La future décision de la Cour suprême sur l'immunité de Trump risque de retarder encore son procès
La Cour suprême américaine majoritairement conservatrice a paru jeudi hermétique aux arguments en faveur de l'immunité pénale absolue invoquée par Donald Trump en tant qu'ex-président, mais sa décision risque de retarder encore son procès fédéral à Washington.
En décidant le 28 février de se saisir de cette question, la plus haute juridiction des Etats-Unis a déjà différé de plusieurs mois le procès fédéral de l'ex-président républicain pour tentative d'inverser illégalement les résultats de l'élection de 2020 remportée par le démocrate Joe Biden.
Si les neuf juges se sont montrés généralement sceptiques face à l'immunité absolue dont se prévaut le candidat républicain à l'élection présidentielle de novembre, plusieurs, en particulier parmi les conservateurs, ont insisté sur les répercussions à long terme de leur décision.
"Nous rédigeons une règle pour la postérité", a ainsi observé Neil Gorsuch, en référence au caractère inédit de la question.
"Cette affaire a d'énormes implications pour l'avenir de la présidence et du pays", a renchéri son collègue Brett Kavanaugh.
Donald Trump, qui comparaissait à New York, où il est jugé depuis le 15 avril pour paiements suspects lors de la campagne de 2016, a assuré que l'immunité pénale était indispensable à l'exercice du pouvoir suprême.
"J'espère qu'il est apparu que le président doit avoir une immunité, sinon vous n'avez plus de président, ou tout au plus un président honorifique", a-t-il déclaré à l'issue des débats à New York.
Mais les juges, notamment les trois progressistes, ont bataillé pied à pied avec son avocat, John Sauer.
"Et si un président ordonne à l'armée d'organiser un coup d'Etat", lui a lancé l'une d'elles, Elena Kagan, "s'agit-il d'un acte officiel" couvert par une immunité pénale ? "Cela se pourrait bien", a répondu l'avocat.
La juge Ketanji Brown Jackson a opposé à ses craintes d'un risque de paralysie de l'exécutif celui d'un président délié de toute responsabilité pénale, évoquant "une transformation du Bureau ovale en siège de l'activité criminelle dans ce pays".
- "Dossier unique" -
"Sa thèse inédite exempterait de responsabilité pénale les anciens présidents pour corruption, trahison, sédition, meurtre, et en l'espèce, complot pour inverser les résultats d'une élection et se maintenir au pouvoir", a énuméré le représentant du ministère de la Justice, Michael Dreeben.
Visé par quatre procédures pénales distinctes, Donald Trump fait feu de tout bois pour passer en jugement le plus tard possible, en tout cas après le scrutin présidentiel.
L'affaire la plus lourde politiquement, le dossier fédéral pour l'élection de 2020, est suspendue jusqu'à ce que la Cour suprême statue.
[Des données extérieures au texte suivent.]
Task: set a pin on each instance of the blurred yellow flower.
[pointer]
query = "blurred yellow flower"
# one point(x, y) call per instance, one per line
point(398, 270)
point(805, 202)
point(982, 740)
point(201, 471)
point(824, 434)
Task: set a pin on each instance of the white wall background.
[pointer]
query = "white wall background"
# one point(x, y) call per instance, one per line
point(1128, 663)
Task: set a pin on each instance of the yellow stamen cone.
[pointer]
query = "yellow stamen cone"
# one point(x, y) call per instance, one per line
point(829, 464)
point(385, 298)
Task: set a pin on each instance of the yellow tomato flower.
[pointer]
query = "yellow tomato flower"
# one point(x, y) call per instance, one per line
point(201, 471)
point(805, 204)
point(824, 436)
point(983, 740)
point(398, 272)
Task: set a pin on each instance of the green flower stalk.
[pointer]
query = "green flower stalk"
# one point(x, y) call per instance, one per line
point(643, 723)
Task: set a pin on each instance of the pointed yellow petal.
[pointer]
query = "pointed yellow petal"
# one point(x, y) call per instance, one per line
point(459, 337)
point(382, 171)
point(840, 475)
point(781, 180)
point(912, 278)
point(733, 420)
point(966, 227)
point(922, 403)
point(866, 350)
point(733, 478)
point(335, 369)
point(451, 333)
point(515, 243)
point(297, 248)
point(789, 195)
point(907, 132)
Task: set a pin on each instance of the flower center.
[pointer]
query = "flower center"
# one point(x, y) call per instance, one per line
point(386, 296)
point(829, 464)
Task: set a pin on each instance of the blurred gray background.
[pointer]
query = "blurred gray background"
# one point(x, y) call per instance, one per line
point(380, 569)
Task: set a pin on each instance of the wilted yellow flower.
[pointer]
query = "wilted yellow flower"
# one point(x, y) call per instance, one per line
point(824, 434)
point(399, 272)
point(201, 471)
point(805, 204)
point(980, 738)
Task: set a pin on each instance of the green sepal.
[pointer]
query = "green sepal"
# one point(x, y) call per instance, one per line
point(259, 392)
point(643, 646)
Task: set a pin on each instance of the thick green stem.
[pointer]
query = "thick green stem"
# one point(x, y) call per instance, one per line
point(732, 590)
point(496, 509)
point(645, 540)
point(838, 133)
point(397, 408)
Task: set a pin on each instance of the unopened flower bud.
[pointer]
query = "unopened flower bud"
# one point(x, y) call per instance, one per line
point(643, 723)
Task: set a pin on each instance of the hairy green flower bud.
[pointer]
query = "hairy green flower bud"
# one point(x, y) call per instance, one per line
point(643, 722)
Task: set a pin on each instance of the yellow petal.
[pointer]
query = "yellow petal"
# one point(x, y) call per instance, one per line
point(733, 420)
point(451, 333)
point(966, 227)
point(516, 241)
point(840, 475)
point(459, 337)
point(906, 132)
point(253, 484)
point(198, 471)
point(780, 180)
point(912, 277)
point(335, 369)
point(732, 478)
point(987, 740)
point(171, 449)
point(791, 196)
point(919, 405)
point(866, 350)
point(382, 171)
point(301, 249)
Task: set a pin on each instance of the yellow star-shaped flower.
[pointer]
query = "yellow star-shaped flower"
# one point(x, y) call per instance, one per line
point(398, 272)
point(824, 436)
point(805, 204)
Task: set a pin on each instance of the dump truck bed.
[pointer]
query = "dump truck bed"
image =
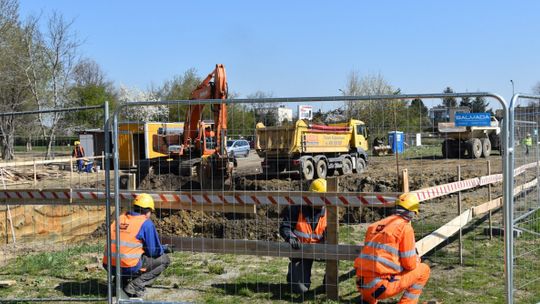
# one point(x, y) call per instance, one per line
point(302, 138)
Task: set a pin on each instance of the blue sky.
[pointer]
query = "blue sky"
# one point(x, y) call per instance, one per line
point(308, 48)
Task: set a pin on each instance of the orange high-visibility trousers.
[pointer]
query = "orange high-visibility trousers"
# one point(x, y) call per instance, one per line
point(412, 282)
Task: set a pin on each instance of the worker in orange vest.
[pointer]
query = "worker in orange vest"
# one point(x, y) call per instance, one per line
point(303, 225)
point(389, 263)
point(142, 257)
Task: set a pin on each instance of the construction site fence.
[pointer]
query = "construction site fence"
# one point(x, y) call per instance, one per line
point(114, 198)
point(524, 119)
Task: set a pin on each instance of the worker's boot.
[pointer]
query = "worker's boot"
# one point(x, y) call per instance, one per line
point(299, 288)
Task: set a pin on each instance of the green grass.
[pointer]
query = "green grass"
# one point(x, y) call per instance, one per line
point(213, 278)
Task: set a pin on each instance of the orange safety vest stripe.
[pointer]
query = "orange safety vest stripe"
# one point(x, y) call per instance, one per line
point(131, 248)
point(389, 248)
point(305, 233)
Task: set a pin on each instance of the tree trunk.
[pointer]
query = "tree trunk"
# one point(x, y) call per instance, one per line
point(7, 130)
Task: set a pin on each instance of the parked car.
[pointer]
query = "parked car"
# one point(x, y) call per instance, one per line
point(238, 147)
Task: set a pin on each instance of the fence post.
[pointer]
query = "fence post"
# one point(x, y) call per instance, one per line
point(405, 179)
point(490, 218)
point(71, 172)
point(460, 228)
point(332, 275)
point(35, 172)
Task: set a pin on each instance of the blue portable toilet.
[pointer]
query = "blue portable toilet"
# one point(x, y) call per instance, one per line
point(396, 140)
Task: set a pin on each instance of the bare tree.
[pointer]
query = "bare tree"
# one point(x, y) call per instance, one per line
point(87, 72)
point(9, 15)
point(13, 87)
point(49, 74)
point(536, 88)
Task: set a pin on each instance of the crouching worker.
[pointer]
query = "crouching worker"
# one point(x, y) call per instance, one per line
point(303, 225)
point(142, 257)
point(389, 263)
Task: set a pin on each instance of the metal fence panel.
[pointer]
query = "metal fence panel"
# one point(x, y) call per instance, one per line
point(526, 203)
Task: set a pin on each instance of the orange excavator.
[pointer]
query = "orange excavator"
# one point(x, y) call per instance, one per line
point(201, 148)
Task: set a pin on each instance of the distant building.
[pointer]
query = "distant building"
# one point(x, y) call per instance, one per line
point(275, 115)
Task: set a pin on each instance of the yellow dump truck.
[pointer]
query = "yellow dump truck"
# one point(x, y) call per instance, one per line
point(143, 141)
point(313, 150)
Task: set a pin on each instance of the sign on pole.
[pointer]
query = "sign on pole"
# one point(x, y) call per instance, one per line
point(473, 120)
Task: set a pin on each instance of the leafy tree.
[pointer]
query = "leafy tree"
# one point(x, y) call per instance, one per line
point(479, 105)
point(141, 113)
point(380, 115)
point(14, 90)
point(449, 102)
point(52, 56)
point(90, 88)
point(262, 110)
point(180, 88)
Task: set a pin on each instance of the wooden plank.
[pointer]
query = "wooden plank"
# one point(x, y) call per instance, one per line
point(7, 283)
point(45, 162)
point(440, 235)
point(486, 207)
point(263, 248)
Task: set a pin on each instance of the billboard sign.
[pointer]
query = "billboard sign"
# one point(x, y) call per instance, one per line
point(305, 112)
point(473, 120)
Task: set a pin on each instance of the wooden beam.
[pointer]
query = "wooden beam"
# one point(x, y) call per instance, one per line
point(332, 269)
point(440, 235)
point(263, 248)
point(45, 162)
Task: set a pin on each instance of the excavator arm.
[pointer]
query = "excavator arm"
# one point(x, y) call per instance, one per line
point(214, 86)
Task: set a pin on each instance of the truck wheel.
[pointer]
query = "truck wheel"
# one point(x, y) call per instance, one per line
point(308, 170)
point(360, 165)
point(346, 166)
point(321, 168)
point(474, 147)
point(486, 147)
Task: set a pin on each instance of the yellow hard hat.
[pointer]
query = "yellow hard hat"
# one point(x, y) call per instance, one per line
point(144, 200)
point(318, 185)
point(409, 202)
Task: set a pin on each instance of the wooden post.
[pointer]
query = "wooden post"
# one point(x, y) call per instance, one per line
point(332, 274)
point(35, 173)
point(71, 172)
point(460, 229)
point(489, 200)
point(405, 179)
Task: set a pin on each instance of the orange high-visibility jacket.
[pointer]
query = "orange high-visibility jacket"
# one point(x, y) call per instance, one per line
point(389, 248)
point(131, 248)
point(305, 233)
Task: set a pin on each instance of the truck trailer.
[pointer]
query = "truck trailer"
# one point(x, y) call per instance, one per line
point(472, 142)
point(313, 150)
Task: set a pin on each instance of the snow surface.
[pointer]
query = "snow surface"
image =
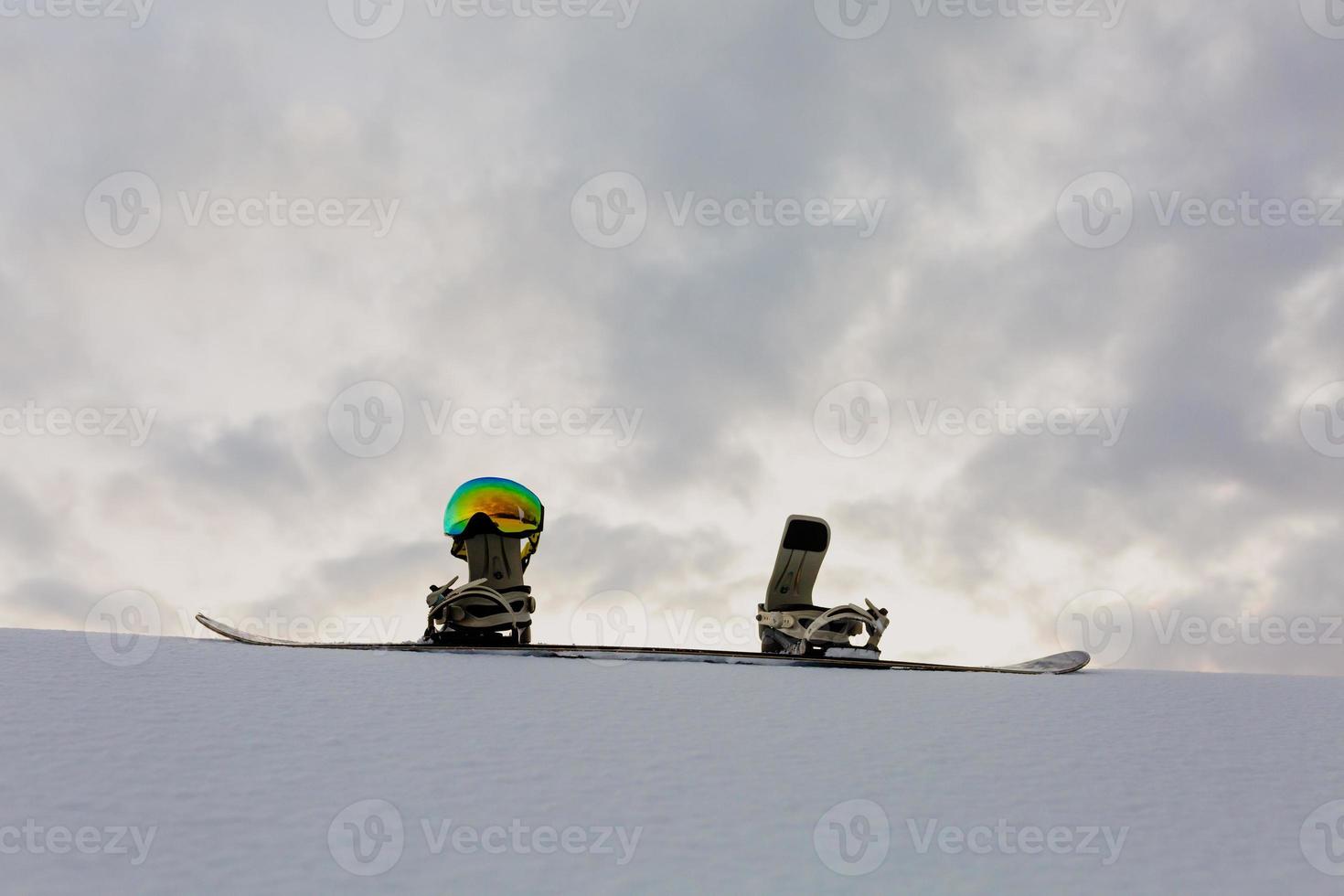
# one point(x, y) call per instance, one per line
point(245, 762)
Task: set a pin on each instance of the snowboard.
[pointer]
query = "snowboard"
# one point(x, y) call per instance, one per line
point(1057, 664)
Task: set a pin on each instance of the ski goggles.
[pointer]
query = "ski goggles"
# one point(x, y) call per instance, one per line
point(511, 508)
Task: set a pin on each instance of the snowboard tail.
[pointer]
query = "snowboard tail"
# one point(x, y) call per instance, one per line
point(1057, 664)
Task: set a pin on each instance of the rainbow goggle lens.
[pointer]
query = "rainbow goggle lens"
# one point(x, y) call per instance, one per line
point(512, 508)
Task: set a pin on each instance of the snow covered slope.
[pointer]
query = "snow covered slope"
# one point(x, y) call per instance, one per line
point(220, 766)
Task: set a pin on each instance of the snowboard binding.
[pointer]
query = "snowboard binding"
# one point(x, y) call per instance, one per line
point(496, 527)
point(791, 624)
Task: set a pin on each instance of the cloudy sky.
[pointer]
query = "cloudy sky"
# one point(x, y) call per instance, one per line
point(1037, 303)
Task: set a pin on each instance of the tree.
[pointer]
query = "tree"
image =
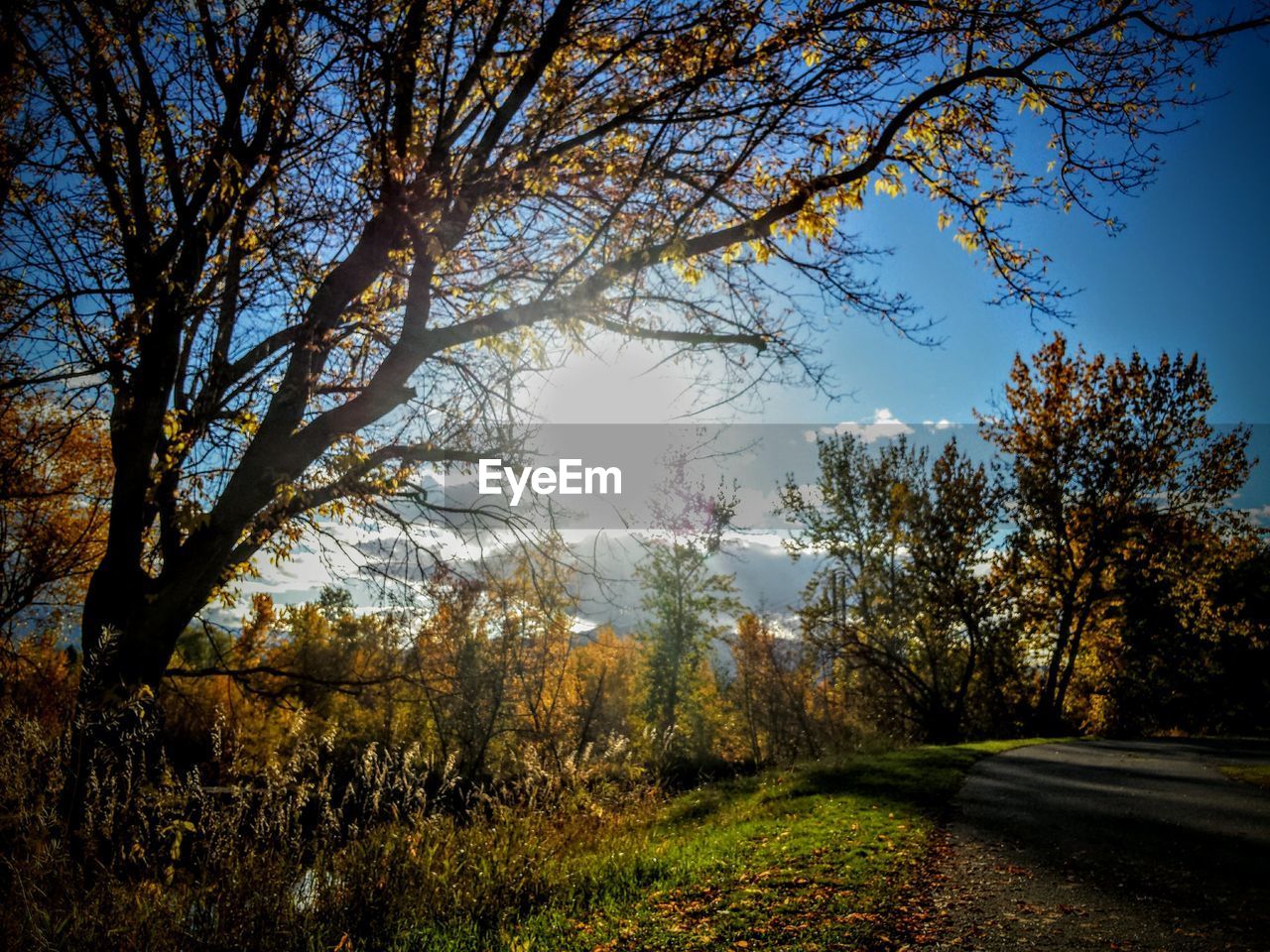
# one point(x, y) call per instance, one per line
point(54, 468)
point(899, 597)
point(774, 690)
point(683, 601)
point(302, 246)
point(1096, 452)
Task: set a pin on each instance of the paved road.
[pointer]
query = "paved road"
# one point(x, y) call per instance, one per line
point(1107, 844)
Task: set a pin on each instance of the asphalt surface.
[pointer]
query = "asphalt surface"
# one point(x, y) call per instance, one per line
point(1107, 846)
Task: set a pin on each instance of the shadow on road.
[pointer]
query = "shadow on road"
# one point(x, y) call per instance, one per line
point(1152, 824)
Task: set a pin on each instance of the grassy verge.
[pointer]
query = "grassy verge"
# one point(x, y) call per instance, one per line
point(801, 858)
point(1256, 774)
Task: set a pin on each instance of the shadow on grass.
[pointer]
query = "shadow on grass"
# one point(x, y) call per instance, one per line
point(925, 778)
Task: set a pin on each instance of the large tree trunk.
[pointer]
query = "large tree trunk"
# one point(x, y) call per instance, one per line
point(128, 634)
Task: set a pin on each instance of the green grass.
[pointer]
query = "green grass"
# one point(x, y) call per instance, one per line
point(801, 858)
point(1257, 774)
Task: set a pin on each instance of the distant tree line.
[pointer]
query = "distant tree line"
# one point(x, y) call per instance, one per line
point(1091, 578)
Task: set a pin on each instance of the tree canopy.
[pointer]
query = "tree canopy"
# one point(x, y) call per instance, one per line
point(302, 249)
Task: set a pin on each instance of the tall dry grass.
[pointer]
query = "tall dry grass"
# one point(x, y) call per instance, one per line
point(393, 852)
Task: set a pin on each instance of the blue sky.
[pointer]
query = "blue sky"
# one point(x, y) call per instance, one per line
point(1188, 273)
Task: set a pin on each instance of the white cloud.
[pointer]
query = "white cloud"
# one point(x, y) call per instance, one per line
point(884, 425)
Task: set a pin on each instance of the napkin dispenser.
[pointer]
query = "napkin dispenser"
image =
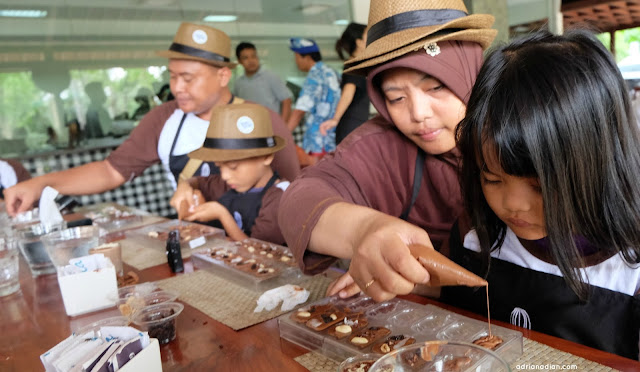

Son procès à New York pourrait donc être le seul à connaître un dénouement avant le vote.
La décision des neuf juges est attendue d'ici fin juin, voire début juillet.
Ils pourraient notamment renvoyer l'affaire à une juridiction inférieure pour déterminer quels actes sont susceptibles d'échapper aux poursuites, ce qui entraînerait inévitablement de nouveaux délais pour ce procès, initialement prévu en mars, ou encore limiter le champ des inculpations.
"Si la Cour suprême laisse la moindre ouverture à Trump, je pense qu'il est certain que nous ne verrons pas le procès avant l'élection", a indiqué à l'AFP Steven Schwinn, professeur de droit constitutionnel à l'Université de l'Illinois à Chicago (nord).
"Il reste une fenêtre mais elle est étroite et elle se referme. Les juges doivent agir rapidement, auquel cas il y a une chance que le procès puisse commencer à l'automne, fin août ou début septembre", a expliqué à l'AFP l'ex-procureur fédéral Randall Eliason, professeur de droit pénal à l'université George Washington.
"La Cour doit vraiment tenir compte du fait qu'il s'agit d'un dossier unique", estime-t-il. "Nous n'avons jamais eu auparavant de situation dans laquelle un accusé a potentiellement la possibilité d'annuler sa propre inculpation, s'il gagne l'élection. Et alors, il n'y aura jamais de procès", prévient Randall Eliason.
S'il était de nouveau élu, Donald Trump pourrait, une fois investi en janvier 2025, ordonner l'arrêt des poursuites fédérales à son encontre.